Almost every year, I write a Thanksgiving post for those who are alone, forgotten, left out. Or in family crisis because of the holiday. (You can read them all, from 2012, 2011, 2010, 2009, 2008, and 2007.) This year Thanksgiving and Hanukkah fall together, which is enough reason for hackles to rise. I for one, decided to defuse a hackle-raising conversation. I love both holidays.
Into my local huge grocery store I went, in search of Hanukkah candles. Couldn’t find any.
Customer service: “We won’t get them till December 10th”
Me: “That’s five days after Hanukkah is over.”
Customer Service: “Why do you people keep moving that holiday around anyway?”
Me: “For the same reason you people keep moving Easter around.

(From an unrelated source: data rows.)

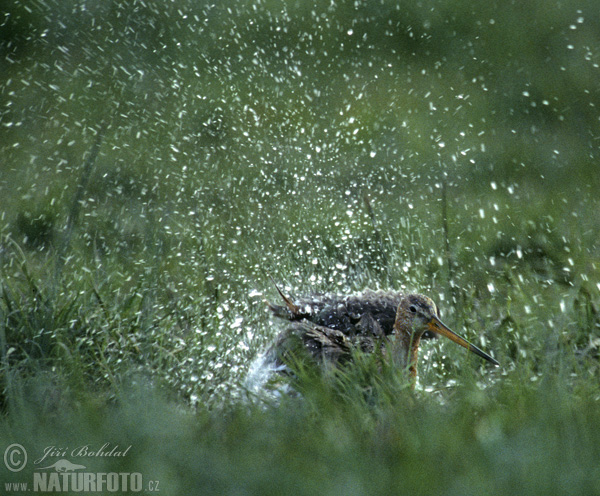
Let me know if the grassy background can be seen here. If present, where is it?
[0,0,600,495]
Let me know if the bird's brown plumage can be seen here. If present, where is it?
[268,282,498,384]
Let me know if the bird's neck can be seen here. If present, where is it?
[396,329,421,381]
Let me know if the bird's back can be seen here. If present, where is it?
[270,289,403,336]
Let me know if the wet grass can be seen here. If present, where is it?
[0,0,600,495]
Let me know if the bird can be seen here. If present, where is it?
[267,281,500,387]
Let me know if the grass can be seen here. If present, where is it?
[0,1,600,495]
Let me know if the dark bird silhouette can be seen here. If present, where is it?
[267,286,499,381]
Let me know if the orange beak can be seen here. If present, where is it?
[427,317,500,365]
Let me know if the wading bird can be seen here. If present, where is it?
[267,286,499,384]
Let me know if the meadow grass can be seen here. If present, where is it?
[0,0,600,495]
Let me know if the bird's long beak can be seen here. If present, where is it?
[427,317,500,365]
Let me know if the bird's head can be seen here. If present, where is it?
[394,294,500,365]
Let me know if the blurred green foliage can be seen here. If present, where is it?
[0,0,600,495]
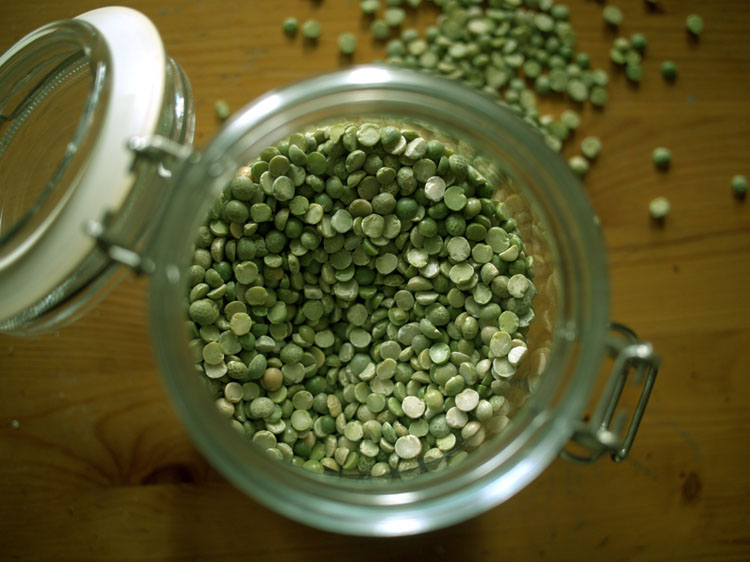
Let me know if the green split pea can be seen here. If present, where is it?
[187,120,536,477]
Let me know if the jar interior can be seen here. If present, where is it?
[151,68,608,535]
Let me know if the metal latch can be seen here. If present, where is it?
[83,217,156,275]
[83,135,200,274]
[560,324,659,463]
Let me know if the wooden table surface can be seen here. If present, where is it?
[0,0,750,562]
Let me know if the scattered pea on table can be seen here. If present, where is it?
[338,33,357,55]
[302,19,320,41]
[281,16,299,37]
[685,14,703,37]
[651,146,672,170]
[648,196,671,221]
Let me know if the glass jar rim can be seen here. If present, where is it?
[150,66,609,535]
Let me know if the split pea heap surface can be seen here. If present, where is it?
[188,123,536,477]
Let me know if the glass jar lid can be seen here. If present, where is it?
[0,7,179,332]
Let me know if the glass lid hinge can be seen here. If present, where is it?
[560,323,660,463]
[84,217,156,275]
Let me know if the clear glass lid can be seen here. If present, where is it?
[0,8,187,333]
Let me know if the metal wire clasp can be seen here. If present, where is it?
[560,323,660,463]
[83,219,156,275]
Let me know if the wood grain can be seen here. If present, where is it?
[0,0,750,562]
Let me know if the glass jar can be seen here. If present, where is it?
[0,7,658,536]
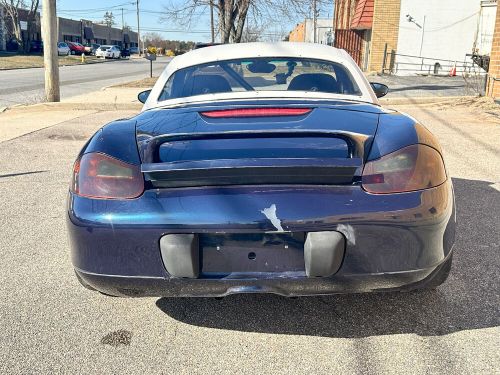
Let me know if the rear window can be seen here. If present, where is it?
[158,58,361,101]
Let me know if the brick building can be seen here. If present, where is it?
[0,6,137,51]
[334,0,401,71]
[288,18,333,45]
[334,0,496,75]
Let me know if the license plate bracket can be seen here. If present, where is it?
[199,232,305,277]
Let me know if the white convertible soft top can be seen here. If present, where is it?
[142,42,378,111]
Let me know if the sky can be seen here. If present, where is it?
[57,0,333,42]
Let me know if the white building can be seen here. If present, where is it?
[393,0,497,75]
[304,18,333,45]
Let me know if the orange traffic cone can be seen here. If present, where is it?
[450,63,457,77]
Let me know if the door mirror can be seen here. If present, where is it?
[137,90,151,103]
[370,82,389,98]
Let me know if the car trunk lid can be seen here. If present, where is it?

Neither of those holidays is a fixed date, it’s set by a lunar calendar.”
Customer Service [gets on phone, talks, frowns, looks at me] “We aren’t carrying them this year. Last year, you people didn’t buy enough, so we aren’t going to carry them any more.”
Now I felt sad and dispirited. One of my worst feelings is one of being exiled into a forgotten corner because I’m not [fill in mainstream-related word here.] I thanked the customer service person, ignored the “you people” and drooped toward the exit. And then I had a thought–I could make this about lack and attack (the Inner Critic’s favorite emotions). Or I could find a way around it. We don’t have young kids who are scandalized in our household, and Cooking Man is Christian, so we celebrate anything that feels like fun.
Back I went, and picked up two packages of tea lights. At home, I placed them on an old family blue serving plate, cut rosemary from the hedge, placed it around the base of the tea lights and lit up.
Traditionally, you light one candle the first night, two the next, and so on. I decided to light all of the candles the first night, then one less each night. The night after the last Hanukkah candle burns out, we decorate for Christmas.
Because that’s how my people roll.
–Quinn McDonald loves celebrating almost anything.